Lancashire Women Against Pit Closures (LWAPC)
Scope and Content
Administrative / Biographical History
The 1984-1985 miners' strike saw the development of women's activism in coal mining communities across the country. The community-based groups came together to form Women against Pit Closures (WAPC) which developed a national support network. This enabled women to operate in a supportive environment, share experiences and learn new skills. After the end of the strike in 1985, the WAPC continued to function to offer mutual support and to continue to fight further pit closures.
The decision to continue to show solidarity was vindicated when the Government announced the proposed closure of a further 31 pits in October 1992 in what The Guardian called ‘the most savage redundancy programme to be inflicted on British industry'.
At that time Parkside Colliery in Newton-le Willows directly employed nearly 800 people with more local jobs dependent on the pit. It was one of the most modern, efficient and profitable collieries in Britain and had an estimated working life of over 25 years and 23 million tonnes of proven reserves. It was also the remaining pit in Lancashire.

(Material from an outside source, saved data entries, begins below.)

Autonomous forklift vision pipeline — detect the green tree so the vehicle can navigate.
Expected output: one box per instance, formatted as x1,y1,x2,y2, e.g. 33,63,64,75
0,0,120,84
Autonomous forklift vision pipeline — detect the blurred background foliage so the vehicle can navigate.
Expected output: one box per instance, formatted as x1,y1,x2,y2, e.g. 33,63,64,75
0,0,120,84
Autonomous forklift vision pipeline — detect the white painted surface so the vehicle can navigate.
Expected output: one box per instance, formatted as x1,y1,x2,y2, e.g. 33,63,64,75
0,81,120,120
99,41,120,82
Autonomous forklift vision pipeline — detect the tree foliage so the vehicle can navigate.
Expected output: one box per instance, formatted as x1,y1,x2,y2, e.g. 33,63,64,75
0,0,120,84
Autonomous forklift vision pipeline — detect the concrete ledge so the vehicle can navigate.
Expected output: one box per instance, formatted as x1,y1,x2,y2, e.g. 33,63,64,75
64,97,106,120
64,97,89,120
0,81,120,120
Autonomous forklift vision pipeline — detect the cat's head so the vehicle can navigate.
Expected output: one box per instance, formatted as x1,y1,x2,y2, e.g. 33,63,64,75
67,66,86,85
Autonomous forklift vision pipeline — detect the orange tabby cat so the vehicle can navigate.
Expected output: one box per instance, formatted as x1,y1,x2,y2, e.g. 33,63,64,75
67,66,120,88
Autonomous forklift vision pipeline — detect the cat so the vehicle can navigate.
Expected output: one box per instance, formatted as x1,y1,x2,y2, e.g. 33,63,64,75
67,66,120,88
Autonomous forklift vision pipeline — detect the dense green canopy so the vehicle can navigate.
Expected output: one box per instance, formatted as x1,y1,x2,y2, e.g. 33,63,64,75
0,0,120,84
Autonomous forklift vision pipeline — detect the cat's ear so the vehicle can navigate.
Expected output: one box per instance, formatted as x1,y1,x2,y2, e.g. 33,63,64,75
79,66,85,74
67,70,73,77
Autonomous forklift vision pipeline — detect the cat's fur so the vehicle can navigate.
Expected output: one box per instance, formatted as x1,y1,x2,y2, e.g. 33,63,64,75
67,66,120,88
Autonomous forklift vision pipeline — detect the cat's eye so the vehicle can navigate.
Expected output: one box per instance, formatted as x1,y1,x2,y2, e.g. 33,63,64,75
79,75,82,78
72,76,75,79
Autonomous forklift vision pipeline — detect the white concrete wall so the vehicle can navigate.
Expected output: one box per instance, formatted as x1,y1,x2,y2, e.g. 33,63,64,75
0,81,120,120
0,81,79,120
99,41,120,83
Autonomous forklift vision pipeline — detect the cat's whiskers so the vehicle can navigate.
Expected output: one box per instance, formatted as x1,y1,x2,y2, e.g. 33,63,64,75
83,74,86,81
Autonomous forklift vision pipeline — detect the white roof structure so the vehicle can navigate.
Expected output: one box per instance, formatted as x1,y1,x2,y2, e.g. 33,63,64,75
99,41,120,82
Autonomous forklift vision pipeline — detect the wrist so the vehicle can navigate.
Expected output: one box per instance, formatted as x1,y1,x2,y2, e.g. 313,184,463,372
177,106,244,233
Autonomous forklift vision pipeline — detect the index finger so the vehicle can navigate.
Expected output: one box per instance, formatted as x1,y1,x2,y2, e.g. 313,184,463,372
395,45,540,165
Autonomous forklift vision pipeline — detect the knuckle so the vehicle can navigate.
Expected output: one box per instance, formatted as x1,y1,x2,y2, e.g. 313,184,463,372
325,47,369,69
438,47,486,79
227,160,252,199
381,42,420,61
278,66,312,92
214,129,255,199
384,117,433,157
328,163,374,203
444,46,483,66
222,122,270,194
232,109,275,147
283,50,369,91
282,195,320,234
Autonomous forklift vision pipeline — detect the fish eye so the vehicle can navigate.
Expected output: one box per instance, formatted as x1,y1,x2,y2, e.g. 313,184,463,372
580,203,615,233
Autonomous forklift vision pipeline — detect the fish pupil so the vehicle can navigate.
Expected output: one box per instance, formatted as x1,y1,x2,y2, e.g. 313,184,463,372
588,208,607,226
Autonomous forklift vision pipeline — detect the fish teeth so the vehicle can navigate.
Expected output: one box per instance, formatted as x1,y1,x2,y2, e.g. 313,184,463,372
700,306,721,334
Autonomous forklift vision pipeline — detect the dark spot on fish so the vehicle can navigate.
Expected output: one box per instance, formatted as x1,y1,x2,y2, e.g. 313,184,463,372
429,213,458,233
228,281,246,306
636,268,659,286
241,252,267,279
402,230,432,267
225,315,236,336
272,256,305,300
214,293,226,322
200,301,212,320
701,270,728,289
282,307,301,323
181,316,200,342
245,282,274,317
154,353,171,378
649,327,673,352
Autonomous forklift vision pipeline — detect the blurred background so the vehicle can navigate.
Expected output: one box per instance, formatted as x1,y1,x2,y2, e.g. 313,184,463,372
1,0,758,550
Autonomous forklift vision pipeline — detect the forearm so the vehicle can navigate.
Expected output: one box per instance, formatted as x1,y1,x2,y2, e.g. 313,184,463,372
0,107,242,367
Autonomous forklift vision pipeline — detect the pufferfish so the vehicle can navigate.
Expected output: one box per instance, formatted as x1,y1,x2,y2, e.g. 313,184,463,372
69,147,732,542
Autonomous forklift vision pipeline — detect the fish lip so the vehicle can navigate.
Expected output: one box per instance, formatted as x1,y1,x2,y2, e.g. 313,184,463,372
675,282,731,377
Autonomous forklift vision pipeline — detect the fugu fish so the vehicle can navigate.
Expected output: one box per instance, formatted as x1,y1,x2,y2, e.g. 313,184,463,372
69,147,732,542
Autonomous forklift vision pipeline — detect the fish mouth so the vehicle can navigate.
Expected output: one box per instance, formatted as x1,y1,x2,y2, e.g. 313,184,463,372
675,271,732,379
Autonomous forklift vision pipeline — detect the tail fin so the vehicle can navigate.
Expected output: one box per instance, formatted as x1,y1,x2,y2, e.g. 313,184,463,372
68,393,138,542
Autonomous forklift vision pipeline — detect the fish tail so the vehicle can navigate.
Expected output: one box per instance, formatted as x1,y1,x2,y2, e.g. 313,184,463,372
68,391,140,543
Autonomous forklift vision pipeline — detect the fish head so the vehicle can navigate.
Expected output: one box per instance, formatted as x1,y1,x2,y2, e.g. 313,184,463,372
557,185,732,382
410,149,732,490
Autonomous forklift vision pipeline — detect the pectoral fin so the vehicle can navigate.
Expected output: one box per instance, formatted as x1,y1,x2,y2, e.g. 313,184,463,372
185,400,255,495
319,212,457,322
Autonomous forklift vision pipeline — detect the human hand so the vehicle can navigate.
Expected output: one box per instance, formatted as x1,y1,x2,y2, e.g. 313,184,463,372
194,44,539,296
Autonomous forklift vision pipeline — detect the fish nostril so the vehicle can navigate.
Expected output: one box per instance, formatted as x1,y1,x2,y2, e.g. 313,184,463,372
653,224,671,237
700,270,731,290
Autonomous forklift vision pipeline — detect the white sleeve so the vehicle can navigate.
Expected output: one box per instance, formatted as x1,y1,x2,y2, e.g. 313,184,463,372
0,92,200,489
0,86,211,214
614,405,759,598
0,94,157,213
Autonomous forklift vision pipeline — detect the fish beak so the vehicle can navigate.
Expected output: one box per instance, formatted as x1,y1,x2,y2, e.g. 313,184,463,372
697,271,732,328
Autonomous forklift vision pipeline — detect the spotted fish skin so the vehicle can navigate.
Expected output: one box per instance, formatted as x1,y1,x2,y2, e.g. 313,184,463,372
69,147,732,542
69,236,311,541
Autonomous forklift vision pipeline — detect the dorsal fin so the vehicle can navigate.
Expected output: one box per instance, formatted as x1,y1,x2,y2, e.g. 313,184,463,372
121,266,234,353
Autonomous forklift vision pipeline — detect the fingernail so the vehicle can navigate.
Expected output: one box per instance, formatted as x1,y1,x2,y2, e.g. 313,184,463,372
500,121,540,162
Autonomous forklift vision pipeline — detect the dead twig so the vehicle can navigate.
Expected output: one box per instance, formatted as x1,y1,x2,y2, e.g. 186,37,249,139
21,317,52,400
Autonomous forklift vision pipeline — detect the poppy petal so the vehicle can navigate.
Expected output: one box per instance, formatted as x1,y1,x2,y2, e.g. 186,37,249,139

Nationally, WAPC planned the setting up of Pit Camps to illustrate that pit closures were not just about jobs, but the community as a whole. Such a tactic was influenced by the Greenham Common Women's Peace Camp and enabled women in mining communities to demonstrate the strength of feeling in local communities and maintain the national profile of the opposition to the pit closure programme.
The camp at Parkside Colliery attracted significant local and regional support as well as a significant national media profile. Despite the very significant levels of support the Lancashire Women against Pit Closures had to endure much intimidation and hardship. The occupation ended in August 1994 when the process of dismantling the pit had gone beyond recovery.